Of the five brands (Budweiser, Steel Reserve, Colt 45, Bud Ice and Bud Light), three are a type of "malt liquor," which has a higher alcohol content than regular beer.
Four brands of malt liquor (Steel Reserve, Colt 45, Bud Ice and King Cobra) accounted for 46 percent of the beer consumed by the patients, even though those four brands account for only 2.4 percent of beer consumed in the general population.
For the study, researchers interviewed patients at the Johns Hopkins Hospital emergency department in Baltimore on Friday and Saturday nights between April 2010 and June 2011. Of the 105 patients who admitted to drinking before they were injured, 69 percent were men.
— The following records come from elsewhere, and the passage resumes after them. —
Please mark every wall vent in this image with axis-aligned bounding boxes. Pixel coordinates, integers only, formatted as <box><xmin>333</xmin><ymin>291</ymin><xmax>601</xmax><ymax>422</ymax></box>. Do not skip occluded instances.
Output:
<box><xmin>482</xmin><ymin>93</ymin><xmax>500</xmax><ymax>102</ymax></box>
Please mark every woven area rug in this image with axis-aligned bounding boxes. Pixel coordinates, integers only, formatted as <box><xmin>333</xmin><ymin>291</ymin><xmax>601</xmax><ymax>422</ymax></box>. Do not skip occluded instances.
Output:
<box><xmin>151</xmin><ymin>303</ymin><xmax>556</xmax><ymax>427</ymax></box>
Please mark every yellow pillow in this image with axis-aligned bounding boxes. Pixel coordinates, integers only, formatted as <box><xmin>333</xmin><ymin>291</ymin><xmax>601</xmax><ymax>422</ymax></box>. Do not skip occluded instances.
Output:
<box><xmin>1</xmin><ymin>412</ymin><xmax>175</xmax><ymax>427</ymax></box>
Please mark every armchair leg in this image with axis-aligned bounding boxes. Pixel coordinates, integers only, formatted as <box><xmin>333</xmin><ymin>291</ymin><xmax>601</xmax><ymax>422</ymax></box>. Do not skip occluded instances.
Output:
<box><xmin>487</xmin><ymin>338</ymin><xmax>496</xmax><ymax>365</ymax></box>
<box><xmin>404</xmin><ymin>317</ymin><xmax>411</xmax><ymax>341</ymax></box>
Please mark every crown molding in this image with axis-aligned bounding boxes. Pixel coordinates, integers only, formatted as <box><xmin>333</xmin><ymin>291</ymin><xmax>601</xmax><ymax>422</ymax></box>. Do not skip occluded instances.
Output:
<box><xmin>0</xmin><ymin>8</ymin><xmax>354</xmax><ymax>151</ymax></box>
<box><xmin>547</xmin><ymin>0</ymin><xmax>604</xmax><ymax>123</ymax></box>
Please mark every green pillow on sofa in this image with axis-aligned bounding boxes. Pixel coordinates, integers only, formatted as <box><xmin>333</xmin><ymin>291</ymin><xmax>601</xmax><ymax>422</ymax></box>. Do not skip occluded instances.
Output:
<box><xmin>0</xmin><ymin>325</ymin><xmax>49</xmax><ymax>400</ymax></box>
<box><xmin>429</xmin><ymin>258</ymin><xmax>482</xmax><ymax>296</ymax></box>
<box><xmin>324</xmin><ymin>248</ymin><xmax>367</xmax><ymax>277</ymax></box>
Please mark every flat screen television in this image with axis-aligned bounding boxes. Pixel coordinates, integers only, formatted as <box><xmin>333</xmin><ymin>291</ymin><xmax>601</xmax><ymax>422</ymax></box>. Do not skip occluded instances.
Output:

The study, thought to be the first of its kind to assess injured ER patients' alcohol consumption by brand and type, was published online Aug. 1 in the journal Substance Use and Misuse.
The researchers also found that the proportion of vodka, gin and brandy/cognac consumed by ER patients was higher than the proportion of those drinks consumed in the general population.
"Recent studies reveal that nearly a third of injury visits to Level I trauma centers were alcohol-related and frequently a result of heavy drinking," lead author David Jernigan, director of the Center on Alcohol Marketing and Youth at the Johns Hopkins Bloomberg School of Health, said in a Hopkins news release.
"Understanding the relationship between alcohol brands and their connection to injury may help guide policy makers in considering taxation and physical availability of different types of alcohol given the harms associated with them," he explained.
The next step in this line of research would be to conduct a larger study in multiple ERs and cities, the study authors suggested. They added that policy changes from this research could include: requirements for clear labeling of alcohol content on malt liquor beverages; limits on malt liquor availability and marketing; and graduated taxation of beer based on alcohol content to discourage people from drinking beer with higher alcohol levels.